4. Ketergantungan pikiran terhadap tubuh dan interaksi lingkungan dapat dijelaskan melalui cara kerja kognisi dalam sistem biologis, dimana kognisi bukan sesuatu yang mampu menciptakan fungsi dan tujuannya sendiri namun terikat pada tujuan dan kapasitas dari sistem yang menampungnya, bukan berarti kognisi hanya ditentukan oleh adaptasi perilaku, namun karena kognisi membutuhkan wadah/fasilitas untuk dapat melakukan pemrosesan informasi, maka akan dilakukan dengan cara mengeksplorasi dan memodifikasi lingkungan dimana media yang digunakan dalam aktivitas tersebut adalah tubuh (sistem biologis beserta tujuan dan kapasitasnya - “tangan untuk menggegam, sensitivitas kulit yang peka terhadap hal tertentu, lima jari yang hanya bisa berputar ke arah tertentu” sehingga membatasi/menentukan hal yang bisa dipahami/diwujudkan melalui sentuhan dan secara tidak langsung menentukan tujuan dan fungsi dari pikiran yang dimiliki, yaitu untuk menggunakan alat atau mengartikan tekstur misalkan, dll).

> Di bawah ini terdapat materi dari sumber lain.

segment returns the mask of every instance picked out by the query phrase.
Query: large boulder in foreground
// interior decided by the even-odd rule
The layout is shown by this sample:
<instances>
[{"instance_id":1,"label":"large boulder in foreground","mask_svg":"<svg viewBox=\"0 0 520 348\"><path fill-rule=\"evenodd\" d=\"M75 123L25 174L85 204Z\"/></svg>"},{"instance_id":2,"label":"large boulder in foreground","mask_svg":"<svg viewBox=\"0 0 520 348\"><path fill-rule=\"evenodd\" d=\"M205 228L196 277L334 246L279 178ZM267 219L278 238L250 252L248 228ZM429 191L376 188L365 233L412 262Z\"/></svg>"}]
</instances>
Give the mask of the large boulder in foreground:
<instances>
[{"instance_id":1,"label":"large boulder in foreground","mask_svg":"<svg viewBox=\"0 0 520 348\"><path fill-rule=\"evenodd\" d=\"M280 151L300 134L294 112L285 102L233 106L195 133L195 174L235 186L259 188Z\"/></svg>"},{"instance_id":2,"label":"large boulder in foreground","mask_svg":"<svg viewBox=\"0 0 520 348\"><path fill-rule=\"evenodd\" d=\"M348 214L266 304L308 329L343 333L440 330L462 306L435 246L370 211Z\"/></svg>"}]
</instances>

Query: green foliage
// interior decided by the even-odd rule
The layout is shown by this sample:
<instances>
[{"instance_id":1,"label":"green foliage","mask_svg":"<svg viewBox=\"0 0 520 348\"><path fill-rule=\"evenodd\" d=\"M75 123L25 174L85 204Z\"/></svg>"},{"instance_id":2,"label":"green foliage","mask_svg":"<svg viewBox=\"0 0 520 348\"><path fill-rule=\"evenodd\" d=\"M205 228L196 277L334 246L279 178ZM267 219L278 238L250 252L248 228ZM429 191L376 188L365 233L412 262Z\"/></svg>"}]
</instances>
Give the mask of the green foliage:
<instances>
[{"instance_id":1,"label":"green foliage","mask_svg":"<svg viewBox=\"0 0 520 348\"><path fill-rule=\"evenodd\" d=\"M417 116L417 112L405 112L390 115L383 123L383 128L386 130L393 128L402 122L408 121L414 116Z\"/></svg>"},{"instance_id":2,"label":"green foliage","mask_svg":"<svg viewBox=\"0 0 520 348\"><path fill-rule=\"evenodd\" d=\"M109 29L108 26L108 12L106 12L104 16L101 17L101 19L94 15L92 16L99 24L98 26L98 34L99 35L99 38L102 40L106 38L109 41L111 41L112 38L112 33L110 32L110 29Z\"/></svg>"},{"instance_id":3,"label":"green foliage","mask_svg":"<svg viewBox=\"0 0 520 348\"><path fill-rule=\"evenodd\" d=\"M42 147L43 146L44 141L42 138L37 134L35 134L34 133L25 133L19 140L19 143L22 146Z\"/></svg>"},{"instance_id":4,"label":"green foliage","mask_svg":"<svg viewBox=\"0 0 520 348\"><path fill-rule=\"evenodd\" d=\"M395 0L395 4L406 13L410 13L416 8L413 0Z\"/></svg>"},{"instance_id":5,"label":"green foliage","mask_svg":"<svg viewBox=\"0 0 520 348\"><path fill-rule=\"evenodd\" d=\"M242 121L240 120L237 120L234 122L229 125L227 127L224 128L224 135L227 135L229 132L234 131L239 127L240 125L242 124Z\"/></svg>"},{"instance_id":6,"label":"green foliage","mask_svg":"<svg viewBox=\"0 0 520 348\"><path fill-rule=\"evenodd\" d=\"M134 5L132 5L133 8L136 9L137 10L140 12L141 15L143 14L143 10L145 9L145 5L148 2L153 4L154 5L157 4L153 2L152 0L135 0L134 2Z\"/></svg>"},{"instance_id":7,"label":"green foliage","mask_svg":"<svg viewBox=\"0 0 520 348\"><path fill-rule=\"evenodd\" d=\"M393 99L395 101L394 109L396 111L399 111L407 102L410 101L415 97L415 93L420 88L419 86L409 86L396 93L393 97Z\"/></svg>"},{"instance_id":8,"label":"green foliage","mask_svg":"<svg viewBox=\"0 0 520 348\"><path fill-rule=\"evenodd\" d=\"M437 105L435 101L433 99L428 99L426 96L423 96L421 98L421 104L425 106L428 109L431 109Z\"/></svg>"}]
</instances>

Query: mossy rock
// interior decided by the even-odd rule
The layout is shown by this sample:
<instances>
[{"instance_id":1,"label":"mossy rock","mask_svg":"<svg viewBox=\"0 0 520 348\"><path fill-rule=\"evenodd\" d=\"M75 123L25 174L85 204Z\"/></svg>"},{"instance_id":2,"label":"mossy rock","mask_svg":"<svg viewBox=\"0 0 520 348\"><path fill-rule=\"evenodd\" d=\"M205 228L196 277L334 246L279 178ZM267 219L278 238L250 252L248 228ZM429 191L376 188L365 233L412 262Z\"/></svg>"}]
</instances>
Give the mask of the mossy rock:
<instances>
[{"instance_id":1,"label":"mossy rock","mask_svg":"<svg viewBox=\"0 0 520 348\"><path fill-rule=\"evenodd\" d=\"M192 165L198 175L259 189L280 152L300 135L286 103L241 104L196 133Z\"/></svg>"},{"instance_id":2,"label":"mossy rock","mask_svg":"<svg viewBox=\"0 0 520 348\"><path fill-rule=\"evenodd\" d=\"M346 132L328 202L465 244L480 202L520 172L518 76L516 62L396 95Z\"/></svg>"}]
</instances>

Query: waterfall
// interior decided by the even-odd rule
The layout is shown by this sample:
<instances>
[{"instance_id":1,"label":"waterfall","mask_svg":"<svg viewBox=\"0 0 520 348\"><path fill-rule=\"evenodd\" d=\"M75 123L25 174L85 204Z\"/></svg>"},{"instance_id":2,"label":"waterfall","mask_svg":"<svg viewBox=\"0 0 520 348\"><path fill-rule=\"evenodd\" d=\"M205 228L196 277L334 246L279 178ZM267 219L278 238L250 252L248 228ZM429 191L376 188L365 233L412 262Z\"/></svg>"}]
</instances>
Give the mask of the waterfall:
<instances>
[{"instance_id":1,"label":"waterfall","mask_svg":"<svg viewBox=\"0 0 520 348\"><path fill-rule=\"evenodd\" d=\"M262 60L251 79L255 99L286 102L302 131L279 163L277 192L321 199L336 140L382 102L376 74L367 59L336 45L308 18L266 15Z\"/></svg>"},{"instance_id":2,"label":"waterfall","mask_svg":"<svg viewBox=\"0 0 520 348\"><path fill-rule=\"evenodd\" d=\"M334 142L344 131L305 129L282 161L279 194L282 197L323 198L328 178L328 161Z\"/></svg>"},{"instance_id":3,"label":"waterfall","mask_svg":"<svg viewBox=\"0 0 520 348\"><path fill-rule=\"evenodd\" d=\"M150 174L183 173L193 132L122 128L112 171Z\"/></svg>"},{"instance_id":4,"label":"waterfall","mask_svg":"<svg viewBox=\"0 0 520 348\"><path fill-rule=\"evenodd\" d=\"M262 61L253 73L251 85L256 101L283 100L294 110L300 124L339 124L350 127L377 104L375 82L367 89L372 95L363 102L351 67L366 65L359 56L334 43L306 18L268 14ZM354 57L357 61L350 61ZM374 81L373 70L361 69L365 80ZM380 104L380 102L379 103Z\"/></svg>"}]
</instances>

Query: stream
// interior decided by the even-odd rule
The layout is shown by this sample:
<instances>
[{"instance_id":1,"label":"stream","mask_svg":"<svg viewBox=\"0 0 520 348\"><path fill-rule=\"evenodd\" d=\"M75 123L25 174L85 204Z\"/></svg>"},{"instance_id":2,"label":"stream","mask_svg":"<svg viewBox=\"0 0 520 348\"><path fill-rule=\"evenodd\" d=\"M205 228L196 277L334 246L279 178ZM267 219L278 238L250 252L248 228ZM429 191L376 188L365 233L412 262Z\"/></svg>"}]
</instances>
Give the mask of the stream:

Kognisi tidak hanya terdiri atas pembuatan suatu representasi yang seakurat mungkin dari input yang diterima, namun juga produksi pengetahuan yang mampu memenuhi kebutuhan jangka pendek yaitu menuntun perilaku dalam merespon perubahan lingkungan.

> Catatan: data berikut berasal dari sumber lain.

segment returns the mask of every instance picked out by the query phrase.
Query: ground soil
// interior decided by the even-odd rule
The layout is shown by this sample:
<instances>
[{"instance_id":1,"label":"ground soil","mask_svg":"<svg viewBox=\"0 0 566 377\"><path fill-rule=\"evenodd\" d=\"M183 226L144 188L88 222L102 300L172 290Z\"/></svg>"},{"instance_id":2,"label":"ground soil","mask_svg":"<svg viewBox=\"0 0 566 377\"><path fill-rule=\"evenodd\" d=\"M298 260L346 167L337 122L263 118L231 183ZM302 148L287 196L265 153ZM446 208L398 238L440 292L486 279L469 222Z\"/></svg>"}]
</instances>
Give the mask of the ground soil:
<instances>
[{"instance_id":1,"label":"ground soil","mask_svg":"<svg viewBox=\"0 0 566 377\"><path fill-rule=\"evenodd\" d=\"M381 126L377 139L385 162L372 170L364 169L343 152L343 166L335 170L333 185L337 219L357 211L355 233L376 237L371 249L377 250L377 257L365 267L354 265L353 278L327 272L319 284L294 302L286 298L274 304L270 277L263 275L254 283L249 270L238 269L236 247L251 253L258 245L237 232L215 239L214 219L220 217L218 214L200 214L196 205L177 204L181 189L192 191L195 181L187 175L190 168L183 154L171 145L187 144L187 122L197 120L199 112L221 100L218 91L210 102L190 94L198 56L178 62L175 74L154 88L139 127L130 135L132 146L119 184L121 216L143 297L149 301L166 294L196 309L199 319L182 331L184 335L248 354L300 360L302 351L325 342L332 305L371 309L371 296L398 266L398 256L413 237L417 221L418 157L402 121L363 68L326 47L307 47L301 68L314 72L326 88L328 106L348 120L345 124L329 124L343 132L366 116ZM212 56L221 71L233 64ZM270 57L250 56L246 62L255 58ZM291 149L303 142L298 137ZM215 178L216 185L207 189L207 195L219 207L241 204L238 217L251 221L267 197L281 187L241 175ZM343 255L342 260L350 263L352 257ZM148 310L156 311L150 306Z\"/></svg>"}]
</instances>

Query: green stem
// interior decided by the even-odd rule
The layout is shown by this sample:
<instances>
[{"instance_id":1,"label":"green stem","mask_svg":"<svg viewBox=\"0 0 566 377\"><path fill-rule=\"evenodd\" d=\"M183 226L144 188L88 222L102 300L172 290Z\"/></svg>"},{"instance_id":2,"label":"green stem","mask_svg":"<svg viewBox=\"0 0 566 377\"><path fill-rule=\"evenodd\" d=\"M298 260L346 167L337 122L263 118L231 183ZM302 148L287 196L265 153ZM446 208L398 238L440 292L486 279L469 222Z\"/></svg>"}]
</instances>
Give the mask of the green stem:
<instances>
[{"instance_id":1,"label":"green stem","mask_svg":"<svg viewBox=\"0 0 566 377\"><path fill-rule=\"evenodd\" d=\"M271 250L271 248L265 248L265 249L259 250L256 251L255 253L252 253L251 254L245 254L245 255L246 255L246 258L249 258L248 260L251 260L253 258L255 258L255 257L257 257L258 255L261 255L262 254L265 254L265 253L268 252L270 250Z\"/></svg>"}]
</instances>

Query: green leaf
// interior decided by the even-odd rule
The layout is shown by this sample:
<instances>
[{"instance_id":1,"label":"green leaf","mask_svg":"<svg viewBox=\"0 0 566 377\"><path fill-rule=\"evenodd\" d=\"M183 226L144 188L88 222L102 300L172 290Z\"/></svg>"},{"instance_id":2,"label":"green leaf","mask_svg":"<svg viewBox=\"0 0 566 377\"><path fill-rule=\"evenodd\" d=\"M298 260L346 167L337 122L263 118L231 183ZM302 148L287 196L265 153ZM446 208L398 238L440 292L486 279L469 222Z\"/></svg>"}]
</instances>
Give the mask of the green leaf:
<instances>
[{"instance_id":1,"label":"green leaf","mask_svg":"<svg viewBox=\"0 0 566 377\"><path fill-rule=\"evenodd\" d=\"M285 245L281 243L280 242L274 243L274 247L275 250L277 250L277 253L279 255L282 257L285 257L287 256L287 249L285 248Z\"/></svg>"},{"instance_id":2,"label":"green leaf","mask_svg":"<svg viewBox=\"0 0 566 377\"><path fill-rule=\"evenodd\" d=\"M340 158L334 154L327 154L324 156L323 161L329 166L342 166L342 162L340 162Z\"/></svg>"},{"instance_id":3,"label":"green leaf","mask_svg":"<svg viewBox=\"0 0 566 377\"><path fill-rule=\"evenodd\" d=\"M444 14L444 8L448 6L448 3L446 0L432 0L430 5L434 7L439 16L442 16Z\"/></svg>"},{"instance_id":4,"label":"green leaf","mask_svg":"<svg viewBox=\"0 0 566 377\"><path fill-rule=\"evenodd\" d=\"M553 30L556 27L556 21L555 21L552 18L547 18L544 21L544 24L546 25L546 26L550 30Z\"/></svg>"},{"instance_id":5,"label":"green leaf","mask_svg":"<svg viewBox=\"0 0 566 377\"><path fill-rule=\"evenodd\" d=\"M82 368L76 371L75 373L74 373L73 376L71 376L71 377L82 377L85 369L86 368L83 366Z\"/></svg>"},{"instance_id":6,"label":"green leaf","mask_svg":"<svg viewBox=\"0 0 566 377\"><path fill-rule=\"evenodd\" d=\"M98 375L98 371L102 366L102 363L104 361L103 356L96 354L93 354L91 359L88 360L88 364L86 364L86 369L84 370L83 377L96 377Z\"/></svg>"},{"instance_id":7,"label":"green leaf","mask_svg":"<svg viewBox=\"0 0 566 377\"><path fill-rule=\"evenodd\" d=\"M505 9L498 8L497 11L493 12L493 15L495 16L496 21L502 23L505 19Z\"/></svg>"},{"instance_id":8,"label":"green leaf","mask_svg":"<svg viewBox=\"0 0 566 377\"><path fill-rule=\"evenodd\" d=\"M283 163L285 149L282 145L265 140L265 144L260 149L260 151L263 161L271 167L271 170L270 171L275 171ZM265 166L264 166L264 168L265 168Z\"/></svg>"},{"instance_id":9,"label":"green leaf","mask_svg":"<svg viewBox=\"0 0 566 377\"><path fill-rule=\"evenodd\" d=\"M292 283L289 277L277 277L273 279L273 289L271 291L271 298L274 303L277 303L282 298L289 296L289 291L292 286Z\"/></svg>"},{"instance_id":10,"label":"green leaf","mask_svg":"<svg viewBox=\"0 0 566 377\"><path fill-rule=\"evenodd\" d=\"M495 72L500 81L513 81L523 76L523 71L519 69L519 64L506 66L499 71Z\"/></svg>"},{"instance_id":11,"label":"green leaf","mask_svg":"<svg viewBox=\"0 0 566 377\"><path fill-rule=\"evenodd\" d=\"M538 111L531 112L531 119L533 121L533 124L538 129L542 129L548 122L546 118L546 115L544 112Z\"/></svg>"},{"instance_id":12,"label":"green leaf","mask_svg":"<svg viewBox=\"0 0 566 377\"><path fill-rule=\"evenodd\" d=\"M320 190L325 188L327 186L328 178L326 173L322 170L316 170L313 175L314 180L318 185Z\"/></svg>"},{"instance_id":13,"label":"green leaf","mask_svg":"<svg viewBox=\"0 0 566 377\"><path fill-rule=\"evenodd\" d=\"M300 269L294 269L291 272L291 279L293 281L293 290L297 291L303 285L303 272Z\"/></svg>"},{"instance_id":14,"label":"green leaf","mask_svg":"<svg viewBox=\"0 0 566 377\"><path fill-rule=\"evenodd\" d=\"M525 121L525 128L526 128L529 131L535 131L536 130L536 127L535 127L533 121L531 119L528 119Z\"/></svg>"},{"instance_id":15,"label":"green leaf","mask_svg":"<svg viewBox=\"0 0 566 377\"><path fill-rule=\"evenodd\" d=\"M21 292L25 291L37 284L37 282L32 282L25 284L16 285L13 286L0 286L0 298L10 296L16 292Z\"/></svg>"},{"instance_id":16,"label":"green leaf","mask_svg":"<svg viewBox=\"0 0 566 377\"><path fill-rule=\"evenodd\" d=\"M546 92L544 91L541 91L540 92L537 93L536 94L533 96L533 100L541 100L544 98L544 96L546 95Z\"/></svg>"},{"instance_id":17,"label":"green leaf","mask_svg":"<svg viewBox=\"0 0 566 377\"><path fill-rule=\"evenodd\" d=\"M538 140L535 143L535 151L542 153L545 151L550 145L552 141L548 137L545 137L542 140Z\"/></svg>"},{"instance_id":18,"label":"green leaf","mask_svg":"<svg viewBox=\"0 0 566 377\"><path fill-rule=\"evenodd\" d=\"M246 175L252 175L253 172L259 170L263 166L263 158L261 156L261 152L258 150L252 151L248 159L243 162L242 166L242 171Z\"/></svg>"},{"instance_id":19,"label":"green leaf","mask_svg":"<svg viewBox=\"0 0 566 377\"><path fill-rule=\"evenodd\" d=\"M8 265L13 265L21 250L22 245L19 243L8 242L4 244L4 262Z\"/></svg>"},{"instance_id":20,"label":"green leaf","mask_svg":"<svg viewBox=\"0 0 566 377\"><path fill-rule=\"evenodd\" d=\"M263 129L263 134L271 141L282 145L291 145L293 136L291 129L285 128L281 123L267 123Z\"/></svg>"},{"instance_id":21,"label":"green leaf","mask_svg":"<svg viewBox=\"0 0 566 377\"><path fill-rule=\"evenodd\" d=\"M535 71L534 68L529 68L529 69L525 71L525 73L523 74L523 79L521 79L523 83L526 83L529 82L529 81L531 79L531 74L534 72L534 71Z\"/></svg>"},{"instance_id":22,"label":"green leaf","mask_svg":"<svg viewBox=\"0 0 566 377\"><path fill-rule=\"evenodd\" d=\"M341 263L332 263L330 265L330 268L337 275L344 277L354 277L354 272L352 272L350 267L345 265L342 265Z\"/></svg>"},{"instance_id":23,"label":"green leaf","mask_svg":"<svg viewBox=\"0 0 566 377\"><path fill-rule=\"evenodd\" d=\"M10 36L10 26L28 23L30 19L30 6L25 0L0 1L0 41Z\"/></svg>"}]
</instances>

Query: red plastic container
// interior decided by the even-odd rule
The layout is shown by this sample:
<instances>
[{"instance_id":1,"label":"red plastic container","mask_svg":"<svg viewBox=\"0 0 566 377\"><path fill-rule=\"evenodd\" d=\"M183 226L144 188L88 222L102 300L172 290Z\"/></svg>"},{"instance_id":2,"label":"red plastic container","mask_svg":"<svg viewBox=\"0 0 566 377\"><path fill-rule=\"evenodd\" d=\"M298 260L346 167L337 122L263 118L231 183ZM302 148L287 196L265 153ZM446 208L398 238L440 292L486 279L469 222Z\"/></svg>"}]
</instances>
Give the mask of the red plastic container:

Kesimpulan akhir yang bisa ditarik adalah bahwa aktivitas berpikir bukan sesuatu yang berdiri sendiri namun bergantung pada karakteristik/fitur tubuh yang dimiliki, dimana persepsi dan interaksi seseorang akan dibatasi oleh kapasitas tubuhnya, juga dipengaruhi oleh lingkungan dan latar belakang, dan bahwa mekanisme biologis berperan mengarahkan dan memberikan tujuan spesifik bagi pikiran.
Saya rasa sekian dulu, mohon maaf jika ada penjelasan yang kurang memuaskan, saya akan terus berusaha untuk meningkatkan kualitas tulisan saya.